In tal modo la sfida dei saperi non si può neppure dichiarare, considerare persa, dato che il più delle volte questa non viene neanche lanciata, men che meno combattuta, sopravvivendo per lo stesso tempo che segna la vita dei  moscerini d’assalto che spesso irrompono a schiere nelle sere d’estate, e che dopo dieci  minuti  stramazzano stecchiti al suolo.
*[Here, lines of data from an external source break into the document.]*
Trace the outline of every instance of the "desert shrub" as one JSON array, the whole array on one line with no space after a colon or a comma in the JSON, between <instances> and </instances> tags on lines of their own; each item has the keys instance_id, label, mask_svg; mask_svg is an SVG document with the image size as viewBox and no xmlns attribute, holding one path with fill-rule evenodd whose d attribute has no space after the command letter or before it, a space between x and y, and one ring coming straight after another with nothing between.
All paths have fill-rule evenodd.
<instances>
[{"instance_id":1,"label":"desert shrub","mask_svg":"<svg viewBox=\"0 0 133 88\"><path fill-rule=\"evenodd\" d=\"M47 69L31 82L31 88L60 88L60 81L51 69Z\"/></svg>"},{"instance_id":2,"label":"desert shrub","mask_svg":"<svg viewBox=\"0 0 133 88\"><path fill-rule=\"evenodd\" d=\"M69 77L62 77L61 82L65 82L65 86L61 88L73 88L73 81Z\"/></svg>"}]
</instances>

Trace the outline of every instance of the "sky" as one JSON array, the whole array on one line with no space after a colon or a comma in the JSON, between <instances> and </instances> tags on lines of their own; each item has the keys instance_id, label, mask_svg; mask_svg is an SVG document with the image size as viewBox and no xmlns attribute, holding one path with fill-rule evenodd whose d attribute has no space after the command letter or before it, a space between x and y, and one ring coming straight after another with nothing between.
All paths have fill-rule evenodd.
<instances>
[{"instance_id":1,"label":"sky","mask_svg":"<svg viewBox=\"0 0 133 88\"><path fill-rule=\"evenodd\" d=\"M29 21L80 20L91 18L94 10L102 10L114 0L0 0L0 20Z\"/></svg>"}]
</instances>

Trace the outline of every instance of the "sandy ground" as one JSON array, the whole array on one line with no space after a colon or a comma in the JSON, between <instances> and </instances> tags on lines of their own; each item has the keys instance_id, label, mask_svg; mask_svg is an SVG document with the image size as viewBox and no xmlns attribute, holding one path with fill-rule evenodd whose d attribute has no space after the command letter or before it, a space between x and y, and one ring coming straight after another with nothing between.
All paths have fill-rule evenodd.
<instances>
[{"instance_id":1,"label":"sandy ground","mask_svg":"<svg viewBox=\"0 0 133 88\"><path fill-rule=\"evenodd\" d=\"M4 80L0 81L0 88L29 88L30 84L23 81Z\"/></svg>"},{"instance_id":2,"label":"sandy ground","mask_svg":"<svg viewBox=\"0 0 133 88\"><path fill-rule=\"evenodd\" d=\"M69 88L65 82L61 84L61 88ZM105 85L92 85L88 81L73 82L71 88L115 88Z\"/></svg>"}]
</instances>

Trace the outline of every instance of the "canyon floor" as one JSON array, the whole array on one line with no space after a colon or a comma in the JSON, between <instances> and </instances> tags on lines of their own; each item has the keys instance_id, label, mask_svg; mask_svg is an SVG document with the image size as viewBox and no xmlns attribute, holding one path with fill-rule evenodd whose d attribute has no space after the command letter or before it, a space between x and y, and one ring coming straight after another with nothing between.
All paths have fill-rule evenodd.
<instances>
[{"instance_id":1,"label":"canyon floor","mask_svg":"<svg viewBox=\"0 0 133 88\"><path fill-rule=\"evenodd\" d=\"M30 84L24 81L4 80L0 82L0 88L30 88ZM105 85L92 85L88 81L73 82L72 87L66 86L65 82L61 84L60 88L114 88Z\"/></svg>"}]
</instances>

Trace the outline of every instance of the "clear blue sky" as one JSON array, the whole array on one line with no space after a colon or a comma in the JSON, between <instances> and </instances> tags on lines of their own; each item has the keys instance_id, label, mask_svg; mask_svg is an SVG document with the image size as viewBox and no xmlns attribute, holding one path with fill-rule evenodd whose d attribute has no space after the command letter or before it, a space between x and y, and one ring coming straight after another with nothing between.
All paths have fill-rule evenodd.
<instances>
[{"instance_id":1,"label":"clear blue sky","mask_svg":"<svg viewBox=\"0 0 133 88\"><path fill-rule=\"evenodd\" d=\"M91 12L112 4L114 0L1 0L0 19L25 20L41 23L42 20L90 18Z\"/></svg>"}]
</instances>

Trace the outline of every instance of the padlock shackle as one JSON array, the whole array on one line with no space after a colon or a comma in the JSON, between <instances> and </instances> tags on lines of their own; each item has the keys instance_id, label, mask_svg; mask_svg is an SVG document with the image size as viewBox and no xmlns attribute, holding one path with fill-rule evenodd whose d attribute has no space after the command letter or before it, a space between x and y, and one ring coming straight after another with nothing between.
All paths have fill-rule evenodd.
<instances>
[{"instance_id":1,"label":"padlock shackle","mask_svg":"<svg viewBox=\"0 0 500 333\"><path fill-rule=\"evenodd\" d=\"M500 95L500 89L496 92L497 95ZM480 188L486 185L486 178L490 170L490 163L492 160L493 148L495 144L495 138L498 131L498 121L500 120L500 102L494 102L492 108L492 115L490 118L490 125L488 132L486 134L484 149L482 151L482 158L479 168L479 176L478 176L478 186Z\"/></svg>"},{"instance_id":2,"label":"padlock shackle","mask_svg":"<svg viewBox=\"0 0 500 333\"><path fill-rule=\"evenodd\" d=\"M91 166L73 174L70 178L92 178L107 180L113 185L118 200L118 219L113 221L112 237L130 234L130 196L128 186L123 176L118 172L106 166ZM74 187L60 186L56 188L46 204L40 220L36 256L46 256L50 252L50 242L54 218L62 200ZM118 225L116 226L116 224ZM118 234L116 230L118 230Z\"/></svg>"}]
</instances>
La sfida, la battaglia dei saperi esaurisce la propria esistenza tra l’inizio e la fine  di un convegno o di una esibizione televisiva o digital televisiva, che vede sfilare sulla passerella  questo o  quell’altro politico, il più delle volte autentici idioti, che da non sapienti matricolati e irreversibili quali sono, spiegano immancabilmente che la vita economica, sociale, gastronomica, sessuale e chi più ne ha più ne metta, migliorerà fino a diventare luminosa, solo se sarà vinta la sfida dei saperi, facendo le corna dietro al microfono, visto che se questo evento si verificasse per davvero, sarebbe proprio lui il primo ad essere messo alla porta delle istituzioni democratiche.
Ma nonostante l’ampio sciupio che se ne fa, questa espressione resta la chiave di volta di tutto, perchè oggi come nei secoli dei secoli, vince la comunità che somma al suo interno più saperi, più individui che, dunque, sanno, conoscono  in quanto hanno appreso. Questa somma di persone, di individui, nel momento in cui  e conoscono, hanno la possibilità di trasmettere il loro sapere agli altri.
Più individui sanno e più una somma di individui si approssima alla costituzione di una comunità compiuta e non solo auto dichiarata. E una comunità “che sa” è più civile, più prosperosa, più libera, più democratica, più consapevole del contributo che ogni suo componente può garantirle senza delegare questa funzione ai “politici furbastri” e ai “furbastri e basta” che soprattutto qui da noi sono i veri potenti, gli assoluti detentori di ogni potestà. Ma la svalutazione di certe parole e di certe espressioni non deve essere vissuta con rassegnazione.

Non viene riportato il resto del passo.